As pessoas começaram a perceber que elas mesmas tinham um dom que, em determinados casos, as possibilitava de entrar em contato com essa outra dimensão, sem que fosse preciso o aval de um padre ou pastor.

William Crookes

De uma maneira ou de outra, esse tipo de consciência parece ter impregnado o pensamento espiritual do século seguinte, e até mesmo a ciência, que passou a pesquisar as manifestações mediúnicas de forma nunca antes vista, especialmente na Inglaterra, onde cientistas famosos como William Crookes dedicaram-se aos estudos.

As descrições sobre o mundo após a vida física fornecidas pelos espíritos tornaram-se cada vez mais detalhadas, complexas e numerosas.

Kardec referiu-se a espíritos desencarnados vivendo em Júpiter e em outros planetas do sistema solar, ainda que numa dimensão diferente daquela em que vivemos – uma noção difícil de ser aceita e discutida pela ciência da época, mas que hoje já se tornou tão comum que as pessoas chegam a desconfiar das chamadas “canalizações”, tamanha sua quantidade e variedade.
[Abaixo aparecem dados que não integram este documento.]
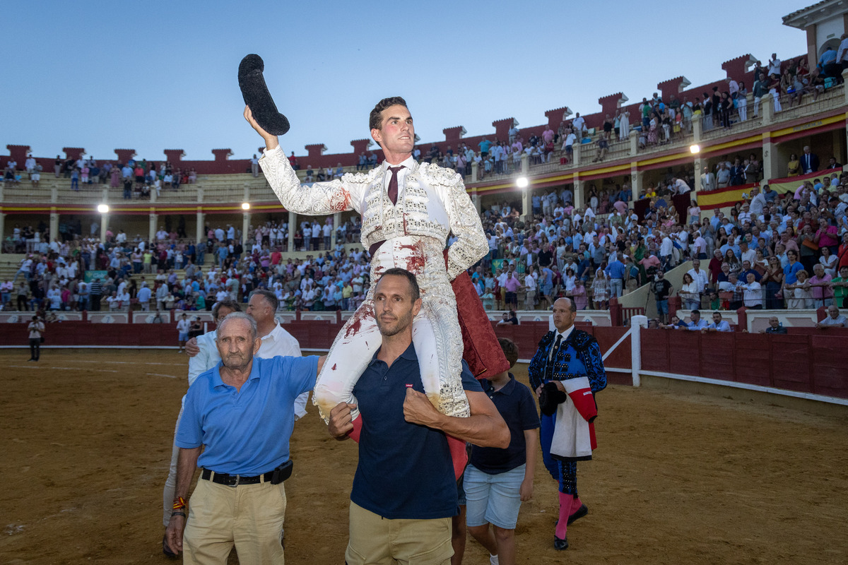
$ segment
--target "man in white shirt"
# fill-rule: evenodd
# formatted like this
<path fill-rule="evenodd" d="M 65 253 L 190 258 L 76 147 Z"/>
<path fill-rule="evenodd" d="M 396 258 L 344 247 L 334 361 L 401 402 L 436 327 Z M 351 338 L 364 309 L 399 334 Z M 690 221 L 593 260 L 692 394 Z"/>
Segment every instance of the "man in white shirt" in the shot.
<path fill-rule="evenodd" d="M 748 202 L 742 204 L 742 211 L 739 215 L 739 225 L 745 225 L 745 222 L 751 223 L 750 205 Z"/>
<path fill-rule="evenodd" d="M 319 240 L 318 240 L 318 238 L 321 236 L 321 233 L 322 233 L 321 232 L 321 224 L 318 222 L 312 222 L 312 228 L 311 229 L 312 229 L 312 241 L 313 241 L 312 245 L 315 246 L 315 250 L 318 251 L 318 249 L 319 249 L 319 246 L 318 246 Z M 309 250 L 307 250 L 307 251 L 309 251 Z"/>
<path fill-rule="evenodd" d="M 574 121 L 572 122 L 572 127 L 574 128 L 578 136 L 583 136 L 583 132 L 586 130 L 586 120 L 580 115 L 579 112 L 577 113 Z"/>
<path fill-rule="evenodd" d="M 706 290 L 706 285 L 710 284 L 710 274 L 700 268 L 699 259 L 692 259 L 692 269 L 687 273 L 692 277 L 692 280 L 698 283 L 698 288 L 701 292 Z"/>
<path fill-rule="evenodd" d="M 759 216 L 762 213 L 762 209 L 767 205 L 766 197 L 760 191 L 760 189 L 756 186 L 750 189 L 750 215 L 753 217 Z"/>
<path fill-rule="evenodd" d="M 142 282 L 142 288 L 138 290 L 138 294 L 136 296 L 137 298 L 138 298 L 138 303 L 142 305 L 142 312 L 149 312 L 150 311 L 150 296 L 151 296 L 151 294 L 152 294 L 152 292 L 150 291 L 150 287 L 148 286 L 148 283 L 147 282 Z M 82 298 L 81 290 L 81 292 L 80 292 L 80 298 L 81 298 L 81 300 Z"/>
<path fill-rule="evenodd" d="M 698 331 L 700 330 L 706 330 L 707 325 L 709 324 L 706 320 L 700 317 L 700 311 L 693 310 L 692 313 L 689 314 L 689 322 L 686 324 L 686 328 L 688 330 Z"/>
<path fill-rule="evenodd" d="M 751 272 L 746 275 L 747 282 L 740 285 L 743 290 L 743 301 L 746 308 L 759 309 L 762 307 L 762 286 L 756 282 L 756 277 Z"/>
<path fill-rule="evenodd" d="M 524 277 L 524 309 L 536 309 L 536 278 L 533 276 L 533 267 L 527 268 L 527 276 Z"/>
<path fill-rule="evenodd" d="M 739 241 L 739 261 L 747 261 L 751 265 L 756 263 L 756 252 L 748 247 L 748 242 L 745 240 Z"/>
<path fill-rule="evenodd" d="M 180 316 L 180 320 L 176 323 L 176 333 L 178 335 L 177 341 L 180 343 L 180 351 L 181 353 L 185 351 L 186 341 L 188 341 L 188 330 L 192 328 L 192 323 L 189 321 L 188 317 L 186 314 Z"/>
<path fill-rule="evenodd" d="M 672 266 L 672 255 L 674 253 L 674 242 L 668 234 L 662 234 L 662 241 L 660 243 L 660 260 L 662 261 L 663 270 L 668 270 Z"/>
<path fill-rule="evenodd" d="M 730 324 L 727 320 L 722 319 L 722 313 L 712 313 L 712 323 L 706 327 L 707 331 L 733 331 Z"/>
<path fill-rule="evenodd" d="M 772 58 L 771 58 L 771 60 L 768 61 L 768 75 L 769 76 L 772 76 L 773 75 L 777 75 L 778 78 L 780 78 L 780 75 L 781 75 L 781 72 L 780 72 L 780 64 L 781 64 L 781 63 L 782 63 L 782 61 L 778 58 L 778 54 L 777 53 L 772 53 Z"/>
<path fill-rule="evenodd" d="M 689 186 L 686 184 L 685 180 L 677 177 L 672 179 L 672 186 L 677 191 L 678 194 L 686 194 L 692 190 Z"/>
<path fill-rule="evenodd" d="M 840 313 L 840 309 L 835 304 L 828 307 L 828 316 L 823 320 L 816 324 L 819 330 L 827 328 L 845 328 L 848 327 L 848 320 Z"/>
Mais recentemente, as pesquisas em torno das chamadas experiências de quase-morte também abriram um novo campo de estudos e especulações sobre o mundo do além, especialmente a partir dos trabalhos de Raymond Moody e Elizabeth Kubler-Ross.
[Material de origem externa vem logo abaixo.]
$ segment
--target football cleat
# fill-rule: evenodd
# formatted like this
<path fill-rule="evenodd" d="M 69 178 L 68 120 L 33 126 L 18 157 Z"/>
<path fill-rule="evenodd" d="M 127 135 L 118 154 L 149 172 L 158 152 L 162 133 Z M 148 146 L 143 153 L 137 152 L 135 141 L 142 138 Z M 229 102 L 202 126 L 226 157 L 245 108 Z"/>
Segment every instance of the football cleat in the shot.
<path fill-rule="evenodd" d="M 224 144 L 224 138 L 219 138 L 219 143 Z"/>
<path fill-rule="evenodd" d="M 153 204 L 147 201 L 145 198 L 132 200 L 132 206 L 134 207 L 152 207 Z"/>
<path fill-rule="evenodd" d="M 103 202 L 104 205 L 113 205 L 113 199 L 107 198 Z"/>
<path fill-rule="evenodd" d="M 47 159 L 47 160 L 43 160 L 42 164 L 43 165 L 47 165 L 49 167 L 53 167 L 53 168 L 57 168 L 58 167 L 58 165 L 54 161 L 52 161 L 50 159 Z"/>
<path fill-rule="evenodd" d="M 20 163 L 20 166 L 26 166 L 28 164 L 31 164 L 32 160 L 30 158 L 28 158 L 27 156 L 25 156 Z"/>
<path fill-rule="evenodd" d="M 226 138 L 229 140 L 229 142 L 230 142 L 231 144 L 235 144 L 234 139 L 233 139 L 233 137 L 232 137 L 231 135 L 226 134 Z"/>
Raymond Moody e Elizabeth Kubler-Ross

Tem sido demonstrado que pessoas tidas como clinicamente mortas por alguns minutos – especialmente em meio a cirurgias – chegaram a ter visões dessa dimensão, ainda que sem a riqueza de detalhes que os médiuns apresentam. Tratava-se de uma indicação de que um fenômeno estava ocorrendo.

A ciência ortodoxa ainda resiste a essas explicações e continua tentando apresentar alternativas para os fenômenos, mas as mensagens dos espíritos continuam acontecendo – e cada vez mais.

Parece, realmente, que a dimensão espiritual encontra-se mais próxima da nossa, facilitando o contato e estabelecendo uma ponte mais segura para a comunicação e entendimento dos encarnados.

Algumas técnicas que vêm sendo desenvolvidas, especialmente na chamada transcomunicação, parecem indicar um caminho novo para as pesquisas, com a utilização de moderna tecnologia sendo cada vez mais necessária para que se obtenha uma maior credibilidade para as comunicações.

A tentativa de se saber mais sobre a vida depois da vida continua sendo um tema apaixonante, e relativamente abandonado pela ciência, que não consegue encontrar ou definir o instrumental adequado para sua exploração.

O fato é que cabe a cada um saber até que ponto confiar nas mensagens enviadas pelo mundo espiritual, separando as informações válidas daquelas fornecidas por pessoas que apenas querem se aproveitar de uma curiosidade que vem acompanhando a humanidade ao longo de sua existência no planeta.